UdpSender provides Socket and Efvi versions, with multicast support:

// interface can be empty for Socket version.
bool init(const char* interface, const char* local_ip, uint16_t local_port, const char* dest_ip, uint16_t dest_port);

// send one udp packet with payload
bool write(const char* payload, uint32_t size);

EthReceiver and TcpStream

In some cases we need to capture and process raw packets from the network that are not destined to our host by means of TAP or SPAN.

EthReceiver can capture/sniff ethernet packets received on a NIC port and requires root permission(similar to tcpdump), it has both Socket and Efvi versions:

bool init(const char* interface);

// receive ethernet packet without blocking
// Handler is of signature: void (const char* data, uint32_t size) where data is raw ethernet packet with header
template<typename Handler>
bool read(Handler handler);

TcpStream is a tool for filtering and reconstructing unidirectional tcp stream from raw ethernet packets, allowing the user to process tcp payload as if it's from a TcpConnection. TcpStream can be used in conjunction with EthReceiver or any pcap readers.

// init filter based on src and dst addresses
// use "0.0.0.0" for wildcard ip and 0 for wildcard port
void initFilter(const char* src_ip, uint16_t src_port, const char* dst_ip, uint16_t dst_port);

// check if this raw packet matches the filter
bool filterPacket(const char* data, uint32_t size);

// handle a raw packet of data,size
// the signature of Handler is the same as that of TcpConnection.read()
template<typename Handler>
bool handlePacket(const char* data, uint32_t size, Handler handler);

Note that TcpStream has a template parameter WaitForResend = false, which indicates whether to wait for resend data once data drop is detected. If set to true, use will get intact tcp stream. But sometimes this is impossible because e.g. switch could drop packets on mirror port which would never be resent. Setting WaitForResend to false adds packets drop tolerance and also timeliness for new data handling. Once packet drop is detected, any remaining data is also discarded and new data is feed to user immediately, thus user must be ready for handling stream of data where segments could be missing between different calls of handlePacket.

EFVI Ping

An EFVI implemented ping program intended to provide lower rtt latency and higher precision(in nanoseconds).

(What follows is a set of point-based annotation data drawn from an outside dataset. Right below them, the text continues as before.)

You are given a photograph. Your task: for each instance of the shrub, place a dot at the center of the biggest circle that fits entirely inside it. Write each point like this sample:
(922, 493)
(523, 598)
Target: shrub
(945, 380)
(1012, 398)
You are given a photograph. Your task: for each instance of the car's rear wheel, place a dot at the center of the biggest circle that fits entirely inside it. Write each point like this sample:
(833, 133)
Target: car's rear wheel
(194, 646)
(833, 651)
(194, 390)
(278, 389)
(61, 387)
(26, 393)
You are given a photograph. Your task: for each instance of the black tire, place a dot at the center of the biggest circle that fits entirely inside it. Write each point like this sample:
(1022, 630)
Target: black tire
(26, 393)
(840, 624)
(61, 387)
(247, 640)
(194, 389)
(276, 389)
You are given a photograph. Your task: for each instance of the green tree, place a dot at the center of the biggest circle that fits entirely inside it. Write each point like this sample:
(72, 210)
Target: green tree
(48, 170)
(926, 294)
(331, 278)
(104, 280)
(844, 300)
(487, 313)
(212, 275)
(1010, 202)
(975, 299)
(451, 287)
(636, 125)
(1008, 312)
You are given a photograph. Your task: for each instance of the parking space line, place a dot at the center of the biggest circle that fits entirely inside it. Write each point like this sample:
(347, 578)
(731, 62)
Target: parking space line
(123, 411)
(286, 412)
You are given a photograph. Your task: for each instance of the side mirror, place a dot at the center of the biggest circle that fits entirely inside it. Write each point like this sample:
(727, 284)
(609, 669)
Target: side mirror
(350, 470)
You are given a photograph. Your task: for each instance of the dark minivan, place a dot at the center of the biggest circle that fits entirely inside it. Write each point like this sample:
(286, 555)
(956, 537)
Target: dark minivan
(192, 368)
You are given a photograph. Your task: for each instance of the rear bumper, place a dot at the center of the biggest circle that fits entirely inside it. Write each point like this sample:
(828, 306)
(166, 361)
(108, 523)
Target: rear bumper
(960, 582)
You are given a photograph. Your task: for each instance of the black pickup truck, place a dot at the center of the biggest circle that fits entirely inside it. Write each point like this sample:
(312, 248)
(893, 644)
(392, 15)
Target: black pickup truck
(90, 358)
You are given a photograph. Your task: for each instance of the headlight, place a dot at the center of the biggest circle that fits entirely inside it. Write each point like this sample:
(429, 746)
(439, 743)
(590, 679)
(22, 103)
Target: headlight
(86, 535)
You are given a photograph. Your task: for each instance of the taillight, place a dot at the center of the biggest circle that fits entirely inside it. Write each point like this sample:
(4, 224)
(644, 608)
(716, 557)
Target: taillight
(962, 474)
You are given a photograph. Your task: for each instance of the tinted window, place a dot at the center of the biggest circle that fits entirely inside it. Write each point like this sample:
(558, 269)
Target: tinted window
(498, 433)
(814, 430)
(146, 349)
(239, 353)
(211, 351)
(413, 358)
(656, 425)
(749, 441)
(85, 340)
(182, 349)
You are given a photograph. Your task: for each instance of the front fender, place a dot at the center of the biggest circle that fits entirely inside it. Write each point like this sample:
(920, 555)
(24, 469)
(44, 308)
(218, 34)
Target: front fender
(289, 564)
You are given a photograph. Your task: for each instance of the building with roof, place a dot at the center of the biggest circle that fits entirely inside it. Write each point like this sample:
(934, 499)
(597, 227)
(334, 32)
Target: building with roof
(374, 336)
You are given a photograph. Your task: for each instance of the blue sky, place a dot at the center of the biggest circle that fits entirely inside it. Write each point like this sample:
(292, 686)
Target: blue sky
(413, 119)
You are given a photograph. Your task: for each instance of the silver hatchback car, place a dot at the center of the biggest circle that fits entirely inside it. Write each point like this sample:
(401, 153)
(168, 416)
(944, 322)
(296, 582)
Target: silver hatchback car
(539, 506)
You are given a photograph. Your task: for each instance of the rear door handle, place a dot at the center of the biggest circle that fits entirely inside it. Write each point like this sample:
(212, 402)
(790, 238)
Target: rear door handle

Usage: ./efvi_ping dest_ip [pack_per_sec=1], note that root permission is required. Example:

image

How to switch between different implementations

In examples, this is done via macro selections so that tcpdirect/efvi headers will not be included to prevent from compile errors on machines where onload is not installed.

struct ClientConf
{
  static const uint32_t RecvBufSize = 4096;
  static const uint32_t ConnRetrySec = 5;
  static const uint32_t SendTimeoutSec = 1;
  static const uint32_t RecvTimeoutSec = 3;
  struct UserData
  {
  };
};

#ifdef USE_TCPDIRECT
#include "../Tcpdirect.h"
using TcpClient = TcpdirectTcpClient<ClientConf>;
#else
#ifdef USE_EFVI
#include "../efvitcp/EfviTcp.h"
using TcpClient = EfviTcpClient<ClientConf>;
#else
#include "../Socket.h"
using TcpClient = SocketTcpClient<ClientConf>;
#endif
#endif

User can also use template parameter to choose implementation in the run time without performance compromise:


template<typename TcpClient>
class MyApp: public BaseApp
{
public:
  virtual void run() override;
  ...

private:
  struct ClientConf{
    ...
  };
  TcpClient<ClientConf> client;
  ...
};
...

#include "MyApp.h"
#include "pollnet/Tcpdirect.h"
#include "pollnet/Socket.h"
#include "pollnet/efvitcp/EfviTcp.h"

BaseApp* app;
if(Config()::useTcpdirect()){
  app = new MyApp<TcpdirectTcpClient>();
}
else if(Config()::useEfvi()){
  app = new MyApp<EfviClient>();
}
else {
  app = new MyApp<SocketTcpClient>();
}
app->run();

Thread safety

Pollnet libs are not designed to be thread safe, mainly because tcpdirect/efvi are not thread safe.